Ray Dalio is the founder of Bridgewater Associates. Bridgewater has done better for its investors than any other private hedge fund to date. While other funds were losing money like mad in the market crash in the first decade of the 2000s, Dalio landed his investors more than a 10％ return in the same time period. Disciplined decision making was and still is the core of Bridgewater, and is how they were able to pull this off.
Throughout the course of Dalio's career, he has taken note of each major decision he made, the result of the decision, and how to move forward from there. These notes or "principles" are where the book got its name. Take a step back and think of this. What type of person does it take to diligently note decisions being made over a lifetime? Picturing that person, you would get a solid perspective on Dalio and how he and Bridgewater operate.

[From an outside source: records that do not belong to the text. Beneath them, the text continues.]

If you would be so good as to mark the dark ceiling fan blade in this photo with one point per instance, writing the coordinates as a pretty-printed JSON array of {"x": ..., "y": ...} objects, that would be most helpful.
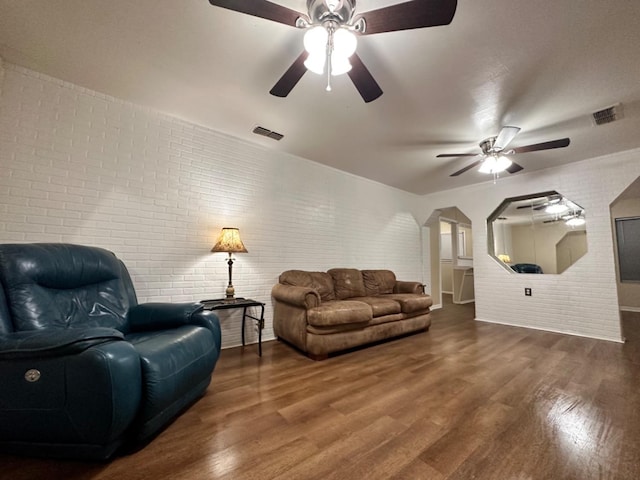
[
  {"x": 291, "y": 77},
  {"x": 260, "y": 8},
  {"x": 563, "y": 142},
  {"x": 448, "y": 155},
  {"x": 504, "y": 137},
  {"x": 408, "y": 15},
  {"x": 363, "y": 80},
  {"x": 468, "y": 167},
  {"x": 514, "y": 167}
]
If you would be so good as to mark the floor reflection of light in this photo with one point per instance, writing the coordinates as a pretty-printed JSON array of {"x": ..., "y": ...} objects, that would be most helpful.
[
  {"x": 572, "y": 422},
  {"x": 577, "y": 429},
  {"x": 223, "y": 462}
]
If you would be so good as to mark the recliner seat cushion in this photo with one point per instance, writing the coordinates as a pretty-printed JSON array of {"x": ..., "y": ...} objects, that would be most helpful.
[
  {"x": 339, "y": 312},
  {"x": 172, "y": 362}
]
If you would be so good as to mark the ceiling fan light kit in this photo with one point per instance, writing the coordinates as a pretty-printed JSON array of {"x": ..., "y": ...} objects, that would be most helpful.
[
  {"x": 495, "y": 164},
  {"x": 330, "y": 41}
]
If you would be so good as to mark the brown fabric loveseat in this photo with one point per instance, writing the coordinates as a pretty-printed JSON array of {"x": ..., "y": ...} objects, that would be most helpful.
[{"x": 321, "y": 313}]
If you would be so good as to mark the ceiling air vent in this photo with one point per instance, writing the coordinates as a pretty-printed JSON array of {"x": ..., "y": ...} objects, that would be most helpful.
[
  {"x": 258, "y": 130},
  {"x": 608, "y": 115}
]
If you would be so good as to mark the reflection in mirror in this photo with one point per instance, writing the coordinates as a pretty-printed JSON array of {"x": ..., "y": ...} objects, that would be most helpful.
[{"x": 540, "y": 233}]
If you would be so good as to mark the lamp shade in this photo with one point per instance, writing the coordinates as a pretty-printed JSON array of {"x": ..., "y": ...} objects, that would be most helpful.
[{"x": 229, "y": 241}]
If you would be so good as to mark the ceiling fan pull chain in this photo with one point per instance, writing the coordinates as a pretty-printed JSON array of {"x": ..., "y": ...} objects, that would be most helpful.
[{"x": 330, "y": 30}]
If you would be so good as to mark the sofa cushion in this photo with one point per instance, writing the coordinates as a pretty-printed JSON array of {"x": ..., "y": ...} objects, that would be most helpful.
[
  {"x": 347, "y": 283},
  {"x": 339, "y": 313},
  {"x": 410, "y": 302},
  {"x": 378, "y": 282},
  {"x": 321, "y": 282},
  {"x": 380, "y": 306}
]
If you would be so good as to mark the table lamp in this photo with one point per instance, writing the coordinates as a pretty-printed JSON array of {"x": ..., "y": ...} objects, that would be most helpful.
[{"x": 229, "y": 242}]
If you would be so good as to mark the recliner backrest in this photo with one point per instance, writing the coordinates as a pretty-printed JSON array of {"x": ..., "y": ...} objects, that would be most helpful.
[
  {"x": 55, "y": 285},
  {"x": 5, "y": 318}
]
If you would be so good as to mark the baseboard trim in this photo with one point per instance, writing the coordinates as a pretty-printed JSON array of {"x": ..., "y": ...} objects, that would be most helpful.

It's all about trying to make the most logical decision given the most information at the time given past experience. He has optimized his day to day practices to make this the forefront of everything he does. Life, career, and relationships are all engulfed in this concept.
In business, this comes in the form of using prior decisions and results to generate models for how to make decisions in the future. This makes what is normally a very emotional world of investments a more thoughtful, logical operation. Again, this was why they were able to have a positive return for investors during the real estate crash of 2008. Their models told them that people were taking out more credit than they could afford. While other companies were taking the "sure bet" money machine that was the real estate market, Bridgewater was putting money elsewhere to avoid the looming crisis.
I was surprised to find out that Bridgewater has what they call baseball cards for each employee that have "stats" of each person, what they are good at, what they test well in, what their personality type is, and how "believable" (explained below) a person is. These cards are used to get employees on the same page for example during a meeting. You sit down with a group you're not entirely familiar with, look at everyone's baseball cards and you know who you're working with from the outset. If a decision is to be made and folks are struggling to settle on a decision, those that are the most believable are left to make the decision.
Believability is a core concept Dalio brings up many times throughout the book. Those that are believable are those that have proven success through experience and or backing from the people around them. Believability has nothing to do with seniority or years of experience, rather purely those things that should lead to the person with the best experience and track record being given the right to make the decision.
Dalio suggests that we all should view ourselves as a machine that we are tasked with managing to complete a goal. That is, you need to take yourself out of your own body and "use" your abilities / relationships as if you were your own manager. I thought this was really interesting and wise. Too often we take the day to day as it comes. A lot of times we get caught into the flow of life and forget that we have goals we want to achieve, and that by "flowing" we aren't always (read rarely) headed in the best direction to achieve said goals. This is a nice challenge to take on.
Staying in Sync
You know those times when you have something you'd like to inform a co-worker about, but you think it might hurt their feelings, embarrass them, or even get them in trouble? This is a concept discussed as "getting in sync". Bridgewater strives for openness, honesty, and healthy debate / disagreement. They have taken this to such an extent that if it is found out that you are witholding info like this from someone, there may be negative consequences. Said a different way, if you leave a meeting and think that someone said something unproductive or wrong, if you don't inform them of that and someone finds out about it, you may be fired. This is where they get the "cultish" feel that people talk about. Whoof, this one makes me uncomfortable. I know this is valuable, but this fights my nature to avoid conflict and making someone feel bad at all cost. It's important to note that they are very open and clear to new employees about this. That if you don't agree or are not on board with this, you aren't fit for the company. It's easier when everyone is expecting it, but they do report that a healthy percentage of new hires still don't make it past 1.5 years because they simply can't get used to this practice. I can certainly see why. It would be an interesting environment, though, and I think we could all use to be a bit more open and honest with people as long as we have the right intentions in helping out our teams.
I wouldn't want my children spending too much time around him, but Dalio has some great career perspective and has a very proven track record. If you come from a Christian belief system, keep your eyes open as you read through this. Dalio is not yet a God fearing man, and this shows; so don't check your logical mind at the door and blindly listen to what's being said. That said, there's some gold in here. God has a way of giving out talents that blows my mind, and I love that.
Great content, but could've been half the size and gotten all same points across.